In order to selectively electrically stimulate the baroreceptive nerve fibers, electrical stimulation signals were applied, on the basis of a specific combination of fixed predetermined stimulation parameters, to the respective selected electrode contacts 4 of the centrally disposed electrode structure. In this regard, the stimulation signals in the form of electrical stimulation events were applied to the selected nerve fibers at freely selectable intervals; as an example, every 20 seconds an electrical stimulus composed of 100 individual pulses was applied to the nerve fiber bundle via the respective selected electrode contact(s). Each individual pulse in this respect had a stimulation pulse duration of 0.6 ms with an anodic or cathodic stimulation amplitude of 0.8 mA respectively, whereupon electrode polarization was made possible. With a repetition rate for the individual pulse, what is known as the stimulation frequency, of 40 Hz, the total duration of an individual electrical stimulus was 100×25 ms, i.e. 2.5 seconds. In the stimulation experiments carried out on rats, different respective predetermined stimulation parameters were employed, namely a respective stimulation frequency of 30 to 50 Hz, a stimulation pulse duration of 0.1 ms to 0.5 ms as well as a stimulation amplitude of 0.3 mA to 1.5 mA.

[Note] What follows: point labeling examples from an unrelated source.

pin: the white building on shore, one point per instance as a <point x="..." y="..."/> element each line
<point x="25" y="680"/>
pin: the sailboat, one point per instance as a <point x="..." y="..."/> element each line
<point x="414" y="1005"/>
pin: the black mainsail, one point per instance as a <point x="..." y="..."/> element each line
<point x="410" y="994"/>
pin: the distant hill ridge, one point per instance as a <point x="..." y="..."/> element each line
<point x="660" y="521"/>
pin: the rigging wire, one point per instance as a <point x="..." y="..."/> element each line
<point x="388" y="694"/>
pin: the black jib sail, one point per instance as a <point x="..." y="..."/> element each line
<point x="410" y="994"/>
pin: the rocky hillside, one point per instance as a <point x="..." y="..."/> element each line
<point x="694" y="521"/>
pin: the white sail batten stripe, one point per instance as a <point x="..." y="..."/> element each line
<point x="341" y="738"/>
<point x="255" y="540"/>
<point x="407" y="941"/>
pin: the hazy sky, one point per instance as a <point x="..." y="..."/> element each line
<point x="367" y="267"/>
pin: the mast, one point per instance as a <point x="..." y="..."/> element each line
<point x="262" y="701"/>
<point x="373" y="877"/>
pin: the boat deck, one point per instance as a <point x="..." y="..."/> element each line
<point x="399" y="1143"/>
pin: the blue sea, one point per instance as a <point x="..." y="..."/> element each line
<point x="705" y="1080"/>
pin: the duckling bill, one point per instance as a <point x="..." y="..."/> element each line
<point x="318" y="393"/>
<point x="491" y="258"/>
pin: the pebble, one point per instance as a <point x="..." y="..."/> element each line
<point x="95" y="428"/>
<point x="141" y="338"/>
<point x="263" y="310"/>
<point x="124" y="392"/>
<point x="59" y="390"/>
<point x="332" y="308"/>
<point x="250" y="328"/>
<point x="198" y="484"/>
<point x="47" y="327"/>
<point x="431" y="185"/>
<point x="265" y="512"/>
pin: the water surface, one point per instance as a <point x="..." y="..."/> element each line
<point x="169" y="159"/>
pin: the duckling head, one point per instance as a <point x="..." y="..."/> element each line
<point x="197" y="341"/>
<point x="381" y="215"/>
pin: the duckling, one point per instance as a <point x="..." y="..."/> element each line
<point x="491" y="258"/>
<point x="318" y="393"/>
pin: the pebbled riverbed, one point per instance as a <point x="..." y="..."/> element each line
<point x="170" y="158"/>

However, although the knowledge gained in the context of the previous animal experiments regarding manipulating the blood pressure by selective electrical stimulation of baroreceptive nerve fibers appears to be highly promising, at least the quantitative relationships between the electrical stimulation event and the biological response in the form of a drop in blood pressure initiated on the basis of an organic regulation mechanism is still poorly understood. Particularly with larger animals than the rats used in animal experiments until now, or indeed in humans, far more regulatory stimulations have to be carried out beforehand in order to arrive at an outcome for organic regulation which is within a quantitatively determined range of tolerances.